Depuratore, «Avanti così». E Verona vuole i 60 milioni di Brescia

L’attuale progetto per il nuovo depuratore del Garda è «il migliore». Il doppio impianto di Gavardo e Montichiari va dunque avanti. Il ministero gela le speranze dei comitati ambientalisti e delle comunità del Chiese, snobba le mozioni di Provincia e Regione e tira dritto sulla strada tracciata dal commissario straordinario, il prefetto Attilio Visconti.

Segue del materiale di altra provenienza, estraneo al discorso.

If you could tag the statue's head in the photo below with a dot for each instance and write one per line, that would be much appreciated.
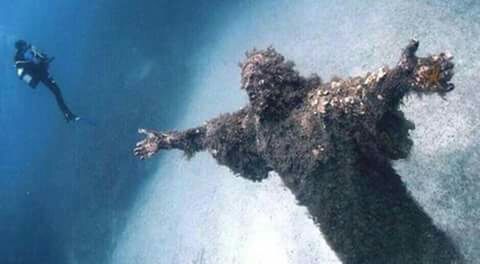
(271, 83)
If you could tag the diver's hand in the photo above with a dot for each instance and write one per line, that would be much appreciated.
(153, 142)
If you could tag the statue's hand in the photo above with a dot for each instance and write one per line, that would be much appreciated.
(433, 74)
(153, 142)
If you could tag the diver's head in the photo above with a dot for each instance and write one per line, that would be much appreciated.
(21, 44)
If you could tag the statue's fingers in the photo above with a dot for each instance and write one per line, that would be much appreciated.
(139, 151)
(146, 132)
(140, 143)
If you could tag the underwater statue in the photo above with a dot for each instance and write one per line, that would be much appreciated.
(333, 145)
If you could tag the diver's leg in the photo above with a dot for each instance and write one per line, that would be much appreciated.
(52, 85)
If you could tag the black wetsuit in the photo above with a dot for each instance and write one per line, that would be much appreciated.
(32, 67)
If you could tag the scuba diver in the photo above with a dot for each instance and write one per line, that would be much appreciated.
(32, 67)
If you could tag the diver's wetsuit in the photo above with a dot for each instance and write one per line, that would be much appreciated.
(32, 67)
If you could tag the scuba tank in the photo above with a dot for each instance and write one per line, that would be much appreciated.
(24, 76)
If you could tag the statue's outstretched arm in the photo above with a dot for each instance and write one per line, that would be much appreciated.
(376, 93)
(230, 138)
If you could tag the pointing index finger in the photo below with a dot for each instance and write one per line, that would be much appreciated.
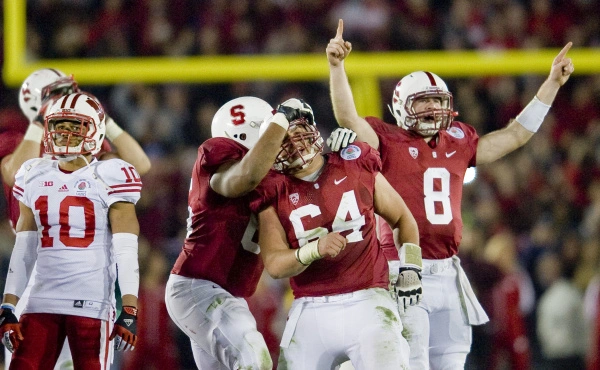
(340, 30)
(564, 51)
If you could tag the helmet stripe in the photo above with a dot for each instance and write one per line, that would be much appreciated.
(75, 98)
(431, 79)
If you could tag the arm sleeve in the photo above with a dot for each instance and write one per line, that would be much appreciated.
(122, 181)
(126, 255)
(22, 261)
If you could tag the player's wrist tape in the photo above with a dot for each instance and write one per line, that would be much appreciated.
(410, 256)
(532, 116)
(8, 306)
(308, 253)
(112, 129)
(34, 133)
(279, 118)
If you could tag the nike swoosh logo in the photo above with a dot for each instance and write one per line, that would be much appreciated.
(337, 182)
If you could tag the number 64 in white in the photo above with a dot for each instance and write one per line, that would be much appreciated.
(348, 206)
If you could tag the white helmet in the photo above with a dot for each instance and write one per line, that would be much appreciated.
(240, 119)
(419, 85)
(41, 85)
(81, 108)
(302, 143)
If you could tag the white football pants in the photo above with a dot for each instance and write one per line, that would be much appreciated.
(220, 326)
(64, 361)
(363, 327)
(437, 329)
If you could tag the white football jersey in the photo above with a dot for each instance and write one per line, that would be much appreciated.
(76, 269)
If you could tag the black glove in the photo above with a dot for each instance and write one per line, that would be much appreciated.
(340, 138)
(125, 328)
(408, 287)
(10, 328)
(294, 109)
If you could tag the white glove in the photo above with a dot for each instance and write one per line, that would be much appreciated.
(302, 106)
(340, 138)
(408, 287)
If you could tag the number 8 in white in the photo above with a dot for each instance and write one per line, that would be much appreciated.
(432, 196)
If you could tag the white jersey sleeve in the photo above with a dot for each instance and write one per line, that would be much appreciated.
(121, 179)
(30, 170)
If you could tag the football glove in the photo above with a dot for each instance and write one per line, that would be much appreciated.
(408, 287)
(340, 138)
(124, 330)
(10, 328)
(294, 109)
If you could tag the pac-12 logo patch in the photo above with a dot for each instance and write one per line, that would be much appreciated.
(350, 153)
(414, 152)
(456, 132)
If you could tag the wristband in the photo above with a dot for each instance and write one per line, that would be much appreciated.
(308, 253)
(130, 310)
(112, 129)
(297, 254)
(532, 116)
(8, 306)
(279, 118)
(410, 256)
(34, 133)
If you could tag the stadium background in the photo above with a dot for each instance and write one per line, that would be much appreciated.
(162, 68)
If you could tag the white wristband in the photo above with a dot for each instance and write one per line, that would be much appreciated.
(34, 132)
(532, 116)
(410, 256)
(279, 118)
(112, 129)
(308, 253)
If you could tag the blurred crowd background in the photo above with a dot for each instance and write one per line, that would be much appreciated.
(531, 243)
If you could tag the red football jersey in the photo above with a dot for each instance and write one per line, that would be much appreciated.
(341, 199)
(430, 180)
(220, 245)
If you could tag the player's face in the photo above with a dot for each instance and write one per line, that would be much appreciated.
(69, 133)
(427, 122)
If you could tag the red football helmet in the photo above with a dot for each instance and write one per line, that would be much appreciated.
(419, 85)
(79, 108)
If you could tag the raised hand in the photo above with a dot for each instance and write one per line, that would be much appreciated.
(10, 328)
(338, 49)
(340, 138)
(562, 66)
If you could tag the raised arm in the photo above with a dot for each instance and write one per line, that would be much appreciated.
(498, 143)
(28, 148)
(235, 179)
(390, 205)
(125, 229)
(341, 94)
(280, 261)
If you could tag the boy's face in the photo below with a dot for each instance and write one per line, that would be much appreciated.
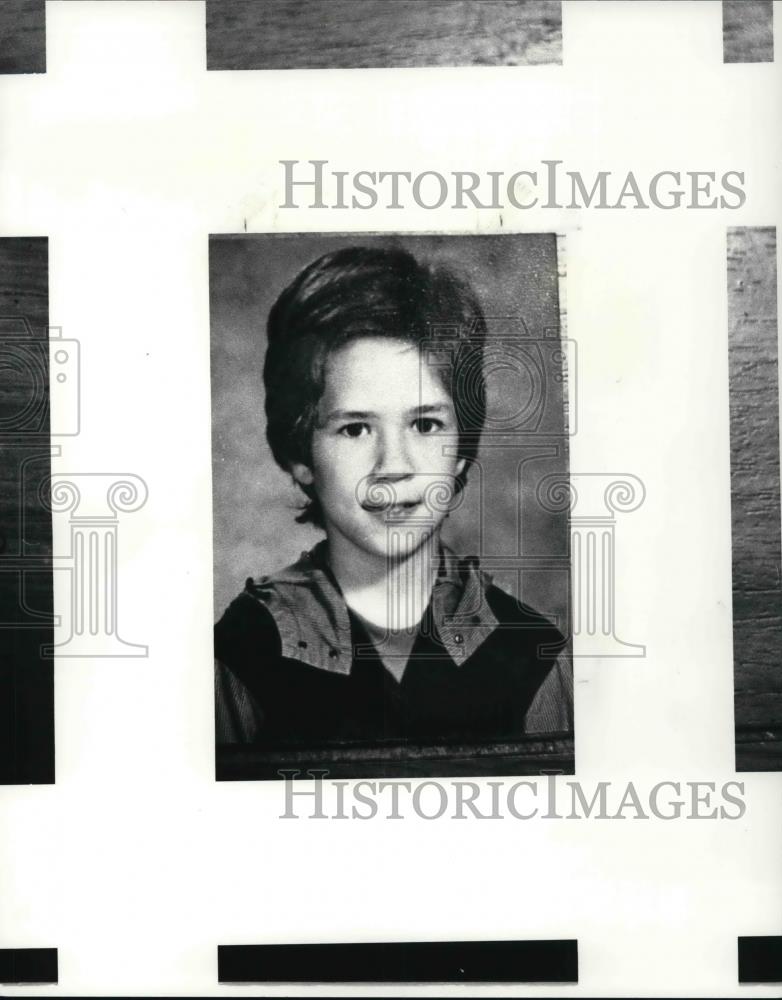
(382, 467)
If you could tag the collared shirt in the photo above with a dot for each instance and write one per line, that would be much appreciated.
(314, 624)
(512, 676)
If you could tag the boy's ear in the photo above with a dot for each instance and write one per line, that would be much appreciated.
(302, 474)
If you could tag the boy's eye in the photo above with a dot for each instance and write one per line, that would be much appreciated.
(427, 425)
(354, 430)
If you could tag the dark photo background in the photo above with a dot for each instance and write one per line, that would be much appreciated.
(522, 544)
(315, 34)
(26, 584)
(755, 496)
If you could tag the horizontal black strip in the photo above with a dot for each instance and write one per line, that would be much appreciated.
(28, 965)
(760, 959)
(401, 962)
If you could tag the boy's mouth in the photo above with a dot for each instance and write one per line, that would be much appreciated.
(391, 510)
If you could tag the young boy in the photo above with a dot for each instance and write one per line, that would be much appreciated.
(375, 401)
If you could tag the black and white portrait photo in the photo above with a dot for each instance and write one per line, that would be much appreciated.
(391, 586)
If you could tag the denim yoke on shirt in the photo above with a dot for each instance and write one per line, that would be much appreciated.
(307, 622)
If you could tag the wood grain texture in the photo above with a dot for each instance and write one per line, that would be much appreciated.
(755, 484)
(290, 34)
(22, 36)
(747, 31)
(26, 600)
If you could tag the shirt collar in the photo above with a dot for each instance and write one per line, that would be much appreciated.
(313, 621)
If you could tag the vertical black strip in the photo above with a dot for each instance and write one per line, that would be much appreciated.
(19, 966)
(398, 962)
(747, 31)
(760, 959)
(23, 36)
(26, 583)
(755, 496)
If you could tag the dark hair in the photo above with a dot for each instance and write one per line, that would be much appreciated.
(359, 292)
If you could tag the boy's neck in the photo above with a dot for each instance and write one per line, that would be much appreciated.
(389, 593)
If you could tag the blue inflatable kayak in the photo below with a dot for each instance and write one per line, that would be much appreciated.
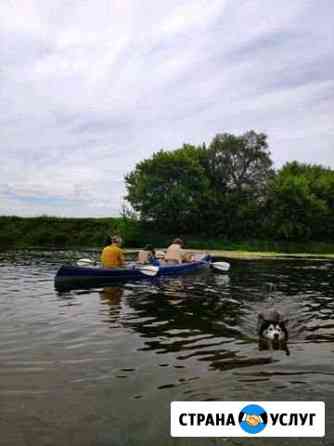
(71, 274)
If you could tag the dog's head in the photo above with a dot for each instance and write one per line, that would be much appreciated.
(272, 331)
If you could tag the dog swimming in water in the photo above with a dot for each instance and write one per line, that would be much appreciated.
(272, 331)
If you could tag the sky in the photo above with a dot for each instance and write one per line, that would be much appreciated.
(88, 88)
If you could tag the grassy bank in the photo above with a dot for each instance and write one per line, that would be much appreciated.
(53, 232)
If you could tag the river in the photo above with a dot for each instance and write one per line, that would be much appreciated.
(100, 366)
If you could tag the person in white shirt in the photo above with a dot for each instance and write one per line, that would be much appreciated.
(176, 254)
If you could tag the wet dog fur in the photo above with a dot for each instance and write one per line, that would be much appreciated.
(272, 331)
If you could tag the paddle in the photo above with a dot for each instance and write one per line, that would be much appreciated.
(86, 262)
(220, 266)
(147, 270)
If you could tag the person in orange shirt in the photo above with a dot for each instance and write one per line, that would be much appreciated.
(112, 255)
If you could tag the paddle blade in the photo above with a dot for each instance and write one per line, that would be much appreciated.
(220, 266)
(85, 262)
(148, 270)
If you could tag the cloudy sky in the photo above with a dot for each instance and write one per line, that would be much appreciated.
(90, 87)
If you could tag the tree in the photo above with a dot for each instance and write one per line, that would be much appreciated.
(301, 205)
(239, 168)
(240, 163)
(170, 189)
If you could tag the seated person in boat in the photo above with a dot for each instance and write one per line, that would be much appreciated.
(147, 256)
(176, 254)
(112, 255)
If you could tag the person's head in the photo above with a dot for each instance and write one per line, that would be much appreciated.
(107, 241)
(149, 248)
(116, 240)
(178, 241)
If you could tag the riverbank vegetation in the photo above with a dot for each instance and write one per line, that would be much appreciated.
(222, 196)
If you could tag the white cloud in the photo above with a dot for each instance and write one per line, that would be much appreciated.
(87, 90)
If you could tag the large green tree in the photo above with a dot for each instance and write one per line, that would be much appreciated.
(170, 189)
(301, 203)
(239, 168)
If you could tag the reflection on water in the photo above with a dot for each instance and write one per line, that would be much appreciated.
(101, 365)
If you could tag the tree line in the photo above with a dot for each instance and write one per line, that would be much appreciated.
(229, 189)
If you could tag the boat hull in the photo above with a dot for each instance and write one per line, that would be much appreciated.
(69, 275)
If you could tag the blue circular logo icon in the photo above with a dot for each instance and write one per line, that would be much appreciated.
(253, 419)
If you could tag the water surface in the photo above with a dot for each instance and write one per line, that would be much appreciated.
(100, 366)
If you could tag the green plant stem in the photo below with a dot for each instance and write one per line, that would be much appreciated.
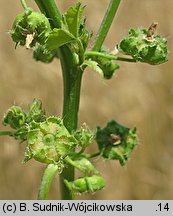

Lo fa rispondendo all’interrogazione del deputato di LeU Devis Dori che chiedeva una posizione ufficiale al dicastero della Transizione ecologica. La risposta è arrivata ieri mattina, in aula, a Montecitorio, per bocca della sottosegretaria Ilaria Fontana (M5s): «Alla luce dello stato di incertezza e dei ritardi nella realizzazione del depuratore» lo scorso 17 giugno «è stato nominato il commissario – ha spiegato Fontana – che ha prontamente agito per sostenere la migliore soluzione tra le opzioni progettuali». Riguardo ad «ipotesi alternative», chieste anche dalla mozione bipartisan approvata dal Pirellone pochi giorni fa, «non è possibile interferire con le scelte del commissario» ha spiegato Fontana. Punto. Una risposta che pare «non lasciare margini di manovra», come ammesso dallo stesso Dori.

EMBED [Leggi anche]L’interrogazione

L’interrogazione chiedeva se il Ministero della Transizione Ecologica (Mite) intendesse valutare altre soluzioni rispetto al doppio impianto di Gavardo Montichiari (come peraltro auspicava anche la Regione), alla luce dei percorsi portati avanti dal territorio (la mozione Sarnico) e delle proteste del presidio 9 agosto. La replica di Fontana è stata netta. Amareggiato e insoddisfatto Dori: «Tutto è già deciso, al ministero va bene così – ha replicato -. La volontà dei cittadini, della Provincia e della Regione non contano. Questa è la soluzione perfetta per far morire il fiume Chiese. Perché questa fretta? La sublacuale è in ottime condizioni e con un po’ di manutenzione può arrivare al 2035. Ignorare la voce dei cittadini è sbagliato e pericoloso». Ma tant’è. Almeno per ora. Critico anche il presidio 9 agosto che domani terrà una nuova assemblea pubblica per decidere il da farsi.

La provocazione

Intanto, se a Roma le cose si mettono male, da arriva una provocazione di non poco conto. L’altra sponda del Garda, infatti, accelera e annuncia l’apertura dei cantieri sulla propria sponda del lago. E viste le «incertezze» sul progetto bresciano, lancia la sua sfida: i 60 milioni stanziati dal Ministero per la sponda bresciana vengano dirottati sul Veneto, così che possa di fatto completare il finanziamento del suo progetto.

A lanciare l’idea è stato Angelo Cresco, presidente dell’Azienda Gardesana Servizi, la società che gestisce il ciclo idrico in una ventina di Comuni veronesi e a cui è in capo il progetto del depuratore del Garda per il versante orientale. Il suo ragionamento è semplice. Con l’accordo del 2017 tra Ministero dell’Ambiente e Regioni Lombardia e Veneto, Roma ha garantito un finanziamento di cento milioni di euro su un costo complessivo di circa 250 milioni (considerando entrambe le sponde): 60 milioni per la sponda bresciana (dove il progetto vale 130 milioni), 40 per quella veronese (116 il costo totale). Ma visto che è in alto mare, quei soldi – è l’idea di Cresco – vengano intanto girati a Verona. Possibile? Una provocazione? Se verrà fatto, quei soldi torneranno indietro? Si vedrà.